In 2020, after the COVID-19 restrictions were introduced, there was a significant 73% decrease in IMD cases over six months compared to the same period in the previous year. During the winter of 2020/21, the incidence of IMD further declined to 0.16 per 100,000, with MenB representing 75% of cases, and deaths attributed to IMD decreased across all age groups.
The subsequent year, from 2021 to 2022, experienced a re-emergence of IMD, especially among university-aged individuals and infants.
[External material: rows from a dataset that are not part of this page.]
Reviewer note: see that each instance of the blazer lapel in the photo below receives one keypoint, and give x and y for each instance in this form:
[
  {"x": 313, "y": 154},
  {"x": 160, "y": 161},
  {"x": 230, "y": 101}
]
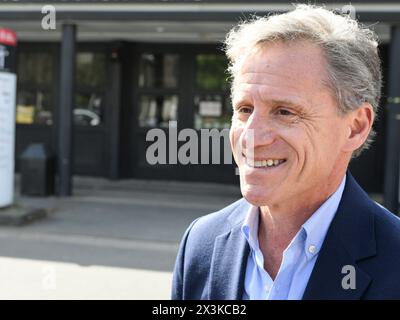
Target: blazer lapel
[
  {"x": 228, "y": 265},
  {"x": 350, "y": 239}
]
There was a noticeable uptick in MenB cases, particularly after most COVID-19 restrictions were lifted in July 2021. The incidence rate for this year was 0.31 per 100,000, and fatalities remained relatively low.
From 2022 to 2023, the third pandemic year started with a decline in IMD cases after the winter peak, but by late 2022, MenB cases surged, surpassing pre-pandemic levels by January 2023, raising the overall incidence rate to 0.64 per 100,000.
Interestingly, MenB cases expanded in all age groups except infants, where they remained stable. Mortality during this year was 0.05 per 100,000, with the highest deaths in infants, young adults, and the elderly.
Lastly, when examining the strains between April 2017 and March 2023, 2,490 IMD cases were laboratory-confirmed in England. During the pre-pandemic years, a majority of cases were confirmed by culture, but the pandemic saw a drop in this rate.
Among these strains, changes in prevalence were noted, such as ST-485 (CC41/44) becoming more dominant in MenB cases. On the other hand, the prevalence of non-MenB strains like MenW and (meningococcal serogroup Y) MenY remained relatively consistent, and no significant phylogenetic changes were observed throughout the study period.
To summarize, COVID-19 measures led to significant drops in respiratory diseases globally.
In England, post the March 2020 lockdown, there was a 73% reduction in IMD. Yet, after lifting the final restrictions in 2021, there was a spike in MenB disease, particularly among older teenagers and young adults, likely attributed to high meningococcal carriage rates and behaviors such as sharing university accommodations.
By 2022/23, MenB cases increased in almost all age groups, suggesting a spread from young adults to others. Despite the rise in MenB cases after the relaxation of COVID-19 measures, MenACWY disease remained stable due to the effectiveness of the adolescent MenACWY vaccine introduced in 2015.